According to the press release, the aforementioned research finding was presented recently at the British Contact Lens Association Clinical Conference. The findings come on the heels of previous research suggesting that those who have a substantial macular pigment level seem to be less likely to develop age-related macular degeneration (AMD). The eye condition is a leading cause of vision loss in people older than 55 years.
According to the press release, 40 pre-presbyopic people who had used contact lenses for approximately five years took part in the introductory study. The study focused what impact, if any, wearing contact lenses with UV-blocking properties could have on the density of macular pigment and accommodation. Accommodation, in the context of the study, refers to the capacity of the eyes to keep a clear focus on something as its distance changes.
Of the 40 pre-presbyopic patients, 50% wore contact lenses that had UV-blocking properties and the other 50% wore contact lenses that had scant UV-blocking capabilities.

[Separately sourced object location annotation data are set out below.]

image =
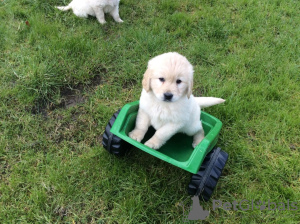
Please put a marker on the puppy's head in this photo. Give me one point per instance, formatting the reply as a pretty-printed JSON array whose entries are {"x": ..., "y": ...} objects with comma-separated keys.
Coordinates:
[{"x": 169, "y": 76}]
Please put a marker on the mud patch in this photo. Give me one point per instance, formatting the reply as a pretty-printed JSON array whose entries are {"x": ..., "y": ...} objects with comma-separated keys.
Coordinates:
[{"x": 70, "y": 96}]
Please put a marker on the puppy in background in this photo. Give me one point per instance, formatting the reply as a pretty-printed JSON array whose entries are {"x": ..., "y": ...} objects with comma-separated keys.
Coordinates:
[
  {"x": 167, "y": 102},
  {"x": 84, "y": 8}
]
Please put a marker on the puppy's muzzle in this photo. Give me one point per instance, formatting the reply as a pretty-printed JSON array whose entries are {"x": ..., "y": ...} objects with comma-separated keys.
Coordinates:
[{"x": 168, "y": 96}]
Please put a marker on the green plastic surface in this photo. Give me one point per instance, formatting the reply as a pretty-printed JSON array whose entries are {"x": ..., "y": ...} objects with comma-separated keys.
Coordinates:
[{"x": 178, "y": 150}]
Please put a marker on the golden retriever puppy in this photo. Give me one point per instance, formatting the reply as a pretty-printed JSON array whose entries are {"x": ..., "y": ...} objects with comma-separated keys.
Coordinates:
[
  {"x": 84, "y": 8},
  {"x": 167, "y": 102}
]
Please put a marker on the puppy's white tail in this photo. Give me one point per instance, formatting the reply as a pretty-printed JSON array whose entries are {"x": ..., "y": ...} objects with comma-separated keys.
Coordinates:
[
  {"x": 64, "y": 8},
  {"x": 208, "y": 101}
]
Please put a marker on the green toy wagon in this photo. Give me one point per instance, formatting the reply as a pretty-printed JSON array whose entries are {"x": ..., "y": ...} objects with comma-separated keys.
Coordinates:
[{"x": 205, "y": 161}]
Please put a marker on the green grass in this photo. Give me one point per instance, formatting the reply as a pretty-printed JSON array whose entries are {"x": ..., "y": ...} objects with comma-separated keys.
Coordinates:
[{"x": 53, "y": 168}]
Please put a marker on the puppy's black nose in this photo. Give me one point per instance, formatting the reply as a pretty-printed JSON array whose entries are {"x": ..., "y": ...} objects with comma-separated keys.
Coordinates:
[{"x": 168, "y": 96}]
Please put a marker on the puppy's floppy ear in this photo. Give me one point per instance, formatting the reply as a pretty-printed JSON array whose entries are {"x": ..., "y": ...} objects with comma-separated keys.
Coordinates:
[
  {"x": 190, "y": 88},
  {"x": 146, "y": 80}
]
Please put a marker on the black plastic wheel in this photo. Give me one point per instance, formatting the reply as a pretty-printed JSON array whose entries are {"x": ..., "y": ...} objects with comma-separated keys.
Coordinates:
[
  {"x": 112, "y": 143},
  {"x": 204, "y": 182}
]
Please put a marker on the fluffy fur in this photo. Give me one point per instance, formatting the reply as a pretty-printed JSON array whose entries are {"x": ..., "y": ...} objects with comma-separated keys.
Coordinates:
[
  {"x": 84, "y": 8},
  {"x": 167, "y": 102}
]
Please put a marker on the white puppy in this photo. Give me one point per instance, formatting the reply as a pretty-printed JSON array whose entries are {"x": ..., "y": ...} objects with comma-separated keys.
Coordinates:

Researchers, meanwhile, kept tabs on the patients’ macular pigment density, ocular wellness and accommodative status.
All patients where matched for age, diet, gender, UV exposure, body mass index, refractive error, race, visual acuity and lifestyle. According to the researchers, macular pigment density readings were substantially higher in eyes that had used contact lenses with UV-blocking properties compared to eyes that had used contact lenses without UV-blocking properties.
Prof. James Wolffsohn, lead author of the study and Aston University’s deputy executive dean for life and health sciences, said in the press release that researchers have suggested that high exposure to UV light could facilitate the “aging processes in the eye.” He added that the preliminary findings suggest that people who use contact lenses with UV-blocking capabilities might be able to slow down the development of AMD.
He acknowledged, however, that more clinical studies are necessary to further consider the findings of the preliminary research.
AMD, which can lead to complete blindness, is an eye condition that tends to impact the elderly. Studies have shown that people can lower their risks of getting the eye condition if they live a healthy lifestyle that includes eating leafy green vegetables, citrus fruits and fish with omega 3 fatty acids.